Platti, G.B. (1697-1763) Six Sonates pour flûte traversière op.3. Alexa Raine-Wright.

a3035471463_10Alexa Raine-Wright, flûte traversière baroque

Camille Paquette-Roy, violoncelle baroque

Sylvain Bergeron, archiluth et guitare baroque

Rona Nadler, clavecin.

Enregistré à St-Augustin Mirabel en mai 2018.

Leaf Music. 2019. LM224. 78m.

Appréciation: Superbe*****

Sonata no.4 en la majeur

Giovanni Benedetto Platti est né dans la région de Venise vers 1697. On croit qu’il fut formé auprès des plus grands compositeurs italiens de son époque: Vivaldi, les frères Marcello, Gasparini ou Albinoni. Il quitta l’Italie pour rejoindre la cour de Wurzbürg en Allemagne en 1722. Il y demeura jusqu’à sa mort en 1763. C’est là que l’on retrouva la majeure partie de ses manuscrits.
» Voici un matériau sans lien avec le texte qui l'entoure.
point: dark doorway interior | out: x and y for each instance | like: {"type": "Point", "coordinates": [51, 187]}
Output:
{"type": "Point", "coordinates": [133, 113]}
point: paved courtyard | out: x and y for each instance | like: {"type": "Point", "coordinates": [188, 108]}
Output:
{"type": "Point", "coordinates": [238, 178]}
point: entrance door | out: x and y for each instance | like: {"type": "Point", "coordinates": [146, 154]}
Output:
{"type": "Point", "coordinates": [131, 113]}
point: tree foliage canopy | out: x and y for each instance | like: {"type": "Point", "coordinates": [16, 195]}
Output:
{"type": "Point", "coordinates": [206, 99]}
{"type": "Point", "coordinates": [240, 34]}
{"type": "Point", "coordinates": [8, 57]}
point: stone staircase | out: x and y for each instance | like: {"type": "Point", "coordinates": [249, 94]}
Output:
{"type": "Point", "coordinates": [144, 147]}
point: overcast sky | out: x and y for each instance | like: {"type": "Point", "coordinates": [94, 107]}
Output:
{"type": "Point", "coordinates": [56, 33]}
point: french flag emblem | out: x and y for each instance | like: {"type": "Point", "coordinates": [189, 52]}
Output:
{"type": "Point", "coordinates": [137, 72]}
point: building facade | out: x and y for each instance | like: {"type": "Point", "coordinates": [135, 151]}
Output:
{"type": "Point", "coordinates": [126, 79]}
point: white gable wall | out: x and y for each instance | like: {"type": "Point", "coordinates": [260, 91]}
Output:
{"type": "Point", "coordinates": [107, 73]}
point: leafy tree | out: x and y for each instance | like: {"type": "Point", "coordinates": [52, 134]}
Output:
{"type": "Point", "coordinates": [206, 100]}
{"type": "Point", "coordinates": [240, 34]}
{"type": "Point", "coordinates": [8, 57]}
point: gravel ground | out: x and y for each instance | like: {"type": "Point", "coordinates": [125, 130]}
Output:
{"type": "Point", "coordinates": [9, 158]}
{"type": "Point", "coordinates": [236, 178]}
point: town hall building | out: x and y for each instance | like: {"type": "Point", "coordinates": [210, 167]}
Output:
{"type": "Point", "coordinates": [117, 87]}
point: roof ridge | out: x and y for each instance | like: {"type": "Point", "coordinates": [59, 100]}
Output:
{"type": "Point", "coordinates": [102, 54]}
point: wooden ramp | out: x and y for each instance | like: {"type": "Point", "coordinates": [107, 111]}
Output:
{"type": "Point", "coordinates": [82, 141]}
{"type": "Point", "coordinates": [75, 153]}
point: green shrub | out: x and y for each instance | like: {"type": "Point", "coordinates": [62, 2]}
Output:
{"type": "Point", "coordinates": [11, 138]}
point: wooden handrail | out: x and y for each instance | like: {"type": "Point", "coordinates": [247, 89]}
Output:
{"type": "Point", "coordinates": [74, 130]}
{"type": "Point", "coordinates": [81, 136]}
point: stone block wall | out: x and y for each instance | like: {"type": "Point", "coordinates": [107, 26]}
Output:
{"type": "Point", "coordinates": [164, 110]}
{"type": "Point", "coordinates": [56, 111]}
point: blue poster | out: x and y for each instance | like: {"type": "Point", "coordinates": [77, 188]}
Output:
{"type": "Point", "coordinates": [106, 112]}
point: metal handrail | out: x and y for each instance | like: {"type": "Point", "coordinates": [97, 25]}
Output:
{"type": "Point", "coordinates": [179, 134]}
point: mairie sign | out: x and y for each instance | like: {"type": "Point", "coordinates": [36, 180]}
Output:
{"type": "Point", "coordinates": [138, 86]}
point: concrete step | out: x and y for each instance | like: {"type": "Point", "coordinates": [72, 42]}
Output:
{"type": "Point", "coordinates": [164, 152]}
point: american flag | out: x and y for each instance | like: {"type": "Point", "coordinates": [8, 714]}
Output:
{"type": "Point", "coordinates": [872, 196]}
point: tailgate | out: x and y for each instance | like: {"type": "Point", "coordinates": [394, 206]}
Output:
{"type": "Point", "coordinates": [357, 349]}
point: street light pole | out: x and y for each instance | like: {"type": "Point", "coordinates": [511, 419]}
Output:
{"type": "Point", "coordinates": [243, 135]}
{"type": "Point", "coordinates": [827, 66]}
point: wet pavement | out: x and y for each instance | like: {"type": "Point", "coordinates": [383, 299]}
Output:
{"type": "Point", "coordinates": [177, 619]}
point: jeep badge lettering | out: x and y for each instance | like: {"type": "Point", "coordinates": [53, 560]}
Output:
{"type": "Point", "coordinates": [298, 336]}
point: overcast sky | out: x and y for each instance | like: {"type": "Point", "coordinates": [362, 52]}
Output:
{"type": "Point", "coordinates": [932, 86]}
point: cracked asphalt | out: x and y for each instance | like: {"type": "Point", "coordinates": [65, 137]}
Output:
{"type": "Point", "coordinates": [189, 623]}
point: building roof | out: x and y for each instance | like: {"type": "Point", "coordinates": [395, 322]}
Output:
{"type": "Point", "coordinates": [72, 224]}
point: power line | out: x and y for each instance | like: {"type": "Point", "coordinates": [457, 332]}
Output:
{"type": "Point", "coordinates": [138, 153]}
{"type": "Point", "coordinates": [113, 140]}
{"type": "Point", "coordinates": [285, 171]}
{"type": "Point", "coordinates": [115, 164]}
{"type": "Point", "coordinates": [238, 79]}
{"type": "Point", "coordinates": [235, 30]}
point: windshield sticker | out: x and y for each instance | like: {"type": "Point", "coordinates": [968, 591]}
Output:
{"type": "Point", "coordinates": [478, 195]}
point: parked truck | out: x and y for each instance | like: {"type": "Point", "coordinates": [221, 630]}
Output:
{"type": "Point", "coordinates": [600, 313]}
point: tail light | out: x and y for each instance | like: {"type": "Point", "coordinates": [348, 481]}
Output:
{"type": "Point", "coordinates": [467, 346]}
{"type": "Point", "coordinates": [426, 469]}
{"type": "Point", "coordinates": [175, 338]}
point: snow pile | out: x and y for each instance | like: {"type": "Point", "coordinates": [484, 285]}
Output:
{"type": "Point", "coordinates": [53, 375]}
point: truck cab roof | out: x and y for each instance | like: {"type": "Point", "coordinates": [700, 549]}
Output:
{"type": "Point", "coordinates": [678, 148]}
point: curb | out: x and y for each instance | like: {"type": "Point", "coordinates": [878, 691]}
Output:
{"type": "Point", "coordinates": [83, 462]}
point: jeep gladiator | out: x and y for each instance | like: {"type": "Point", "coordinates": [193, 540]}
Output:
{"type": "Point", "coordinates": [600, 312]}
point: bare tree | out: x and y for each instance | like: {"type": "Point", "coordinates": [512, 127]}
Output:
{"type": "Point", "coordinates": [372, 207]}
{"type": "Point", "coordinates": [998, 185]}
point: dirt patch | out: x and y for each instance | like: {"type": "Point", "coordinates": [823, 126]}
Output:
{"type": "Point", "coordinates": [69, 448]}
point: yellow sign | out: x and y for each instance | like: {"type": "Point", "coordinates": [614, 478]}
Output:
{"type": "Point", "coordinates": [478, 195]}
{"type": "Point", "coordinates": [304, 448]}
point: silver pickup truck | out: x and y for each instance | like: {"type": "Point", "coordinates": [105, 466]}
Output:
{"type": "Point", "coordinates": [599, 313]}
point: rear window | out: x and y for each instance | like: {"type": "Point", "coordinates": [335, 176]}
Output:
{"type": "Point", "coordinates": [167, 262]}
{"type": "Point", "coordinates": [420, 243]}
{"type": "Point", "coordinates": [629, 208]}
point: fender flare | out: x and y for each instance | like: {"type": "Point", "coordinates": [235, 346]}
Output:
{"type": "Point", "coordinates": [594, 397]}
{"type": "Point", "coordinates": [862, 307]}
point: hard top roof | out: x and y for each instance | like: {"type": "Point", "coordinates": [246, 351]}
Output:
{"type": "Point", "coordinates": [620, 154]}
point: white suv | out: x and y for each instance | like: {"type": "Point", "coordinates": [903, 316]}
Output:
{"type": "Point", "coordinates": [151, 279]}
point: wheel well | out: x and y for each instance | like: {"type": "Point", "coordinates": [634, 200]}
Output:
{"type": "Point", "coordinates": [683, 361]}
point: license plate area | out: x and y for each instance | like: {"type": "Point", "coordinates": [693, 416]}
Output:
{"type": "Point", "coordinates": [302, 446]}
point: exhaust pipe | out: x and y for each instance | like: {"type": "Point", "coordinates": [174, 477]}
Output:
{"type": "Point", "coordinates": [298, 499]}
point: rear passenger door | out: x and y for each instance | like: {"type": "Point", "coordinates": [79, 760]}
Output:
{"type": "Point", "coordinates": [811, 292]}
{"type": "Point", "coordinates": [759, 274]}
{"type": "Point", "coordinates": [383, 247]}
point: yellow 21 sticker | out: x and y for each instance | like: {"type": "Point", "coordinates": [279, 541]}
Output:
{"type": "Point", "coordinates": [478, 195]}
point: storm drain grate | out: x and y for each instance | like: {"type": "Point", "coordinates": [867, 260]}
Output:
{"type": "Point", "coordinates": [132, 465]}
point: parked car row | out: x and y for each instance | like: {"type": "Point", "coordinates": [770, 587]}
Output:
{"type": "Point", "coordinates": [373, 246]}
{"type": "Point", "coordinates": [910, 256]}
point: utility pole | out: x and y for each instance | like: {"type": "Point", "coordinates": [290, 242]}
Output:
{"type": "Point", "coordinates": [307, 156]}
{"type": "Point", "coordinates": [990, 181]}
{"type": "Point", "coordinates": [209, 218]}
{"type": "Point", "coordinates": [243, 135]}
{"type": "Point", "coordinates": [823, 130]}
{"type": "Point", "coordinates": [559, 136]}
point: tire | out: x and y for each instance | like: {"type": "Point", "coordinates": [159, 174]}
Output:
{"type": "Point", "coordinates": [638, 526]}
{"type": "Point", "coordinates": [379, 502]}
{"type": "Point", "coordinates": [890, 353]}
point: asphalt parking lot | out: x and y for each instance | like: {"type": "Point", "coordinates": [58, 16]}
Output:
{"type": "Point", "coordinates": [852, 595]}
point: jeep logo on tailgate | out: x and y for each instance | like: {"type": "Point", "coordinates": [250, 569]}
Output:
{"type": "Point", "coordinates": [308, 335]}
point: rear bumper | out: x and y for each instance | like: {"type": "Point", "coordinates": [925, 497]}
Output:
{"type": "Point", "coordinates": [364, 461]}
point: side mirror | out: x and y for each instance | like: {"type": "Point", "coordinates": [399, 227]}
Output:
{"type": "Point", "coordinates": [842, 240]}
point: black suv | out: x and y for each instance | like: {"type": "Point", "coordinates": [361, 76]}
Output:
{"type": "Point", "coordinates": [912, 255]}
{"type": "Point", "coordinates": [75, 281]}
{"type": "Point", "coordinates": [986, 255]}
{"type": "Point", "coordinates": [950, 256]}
Sa musique est fort belle, bien construite, et se situe stylistiquement dans l’après Vivaldi par sa fraîcheur d’invention et un sens inné de la mélodie expressive du baroque finissant.

Ses Sei Sonate a Flauto Traversiere Solo con Violoncello overo Cembalo furent publiées vers 1743. L’engouement récent de la musique de Platti a permis de voir apparaître au disque quelques enregistrements de ces sonates, notamment sur Naxos, CPO et Tactus. Avant d’aborder cette nouvelle sortie sur Leaf Music, j’ai fait une écoute comparative des différentes versions. En général l’exercice fut d’un banal intérêt. Le disque Naxos (8.570282) est un exemple bien terne d’une exécution correcte, sans trop d’audace. Le disque fut rapidement remis sur l’étagère…Sans imagination, la musique de Platti n’en est qu’une parmi tant d’autres.

Alexa Raine-Wright est dans une autre catégorie de flûtistes. Elle fut l’élève de Claire Guimond, elle-même formée auprès du légendaire Barthold Kuijken. Avec elle, on retrouve le souffle de la liberté musicale à chaque mesure. Elle imagine et créé les plus belles envolées que suggère la partition. Inventive, elle sait lire entre les lignes et impose un jeu fébrile d’une précision étonnante. On apprécie particulièrement le piqué de ses attaques lors des passages rapides.

Elle insuffle la vie et les couleurs les plus charmantes à son instrument. La rondeur boisée du traverso est d’un velouté superbe, conférant la profondeur d’expression voulue à cette musique parfois teintée d’empfindsamkeit, ce style sensible si particulier de la fin du baroque.

La basse continue est variée par l’utilisation appropriée des différentes combinaisons instrumentales et rythmiques (excellent luthiste Sylvain Bergeron). Leur expertise permet à l’auditeur de rester captiver tout au long de ces 78 minutes de bonheur. Prise de son très vive et détaillée. Superbe.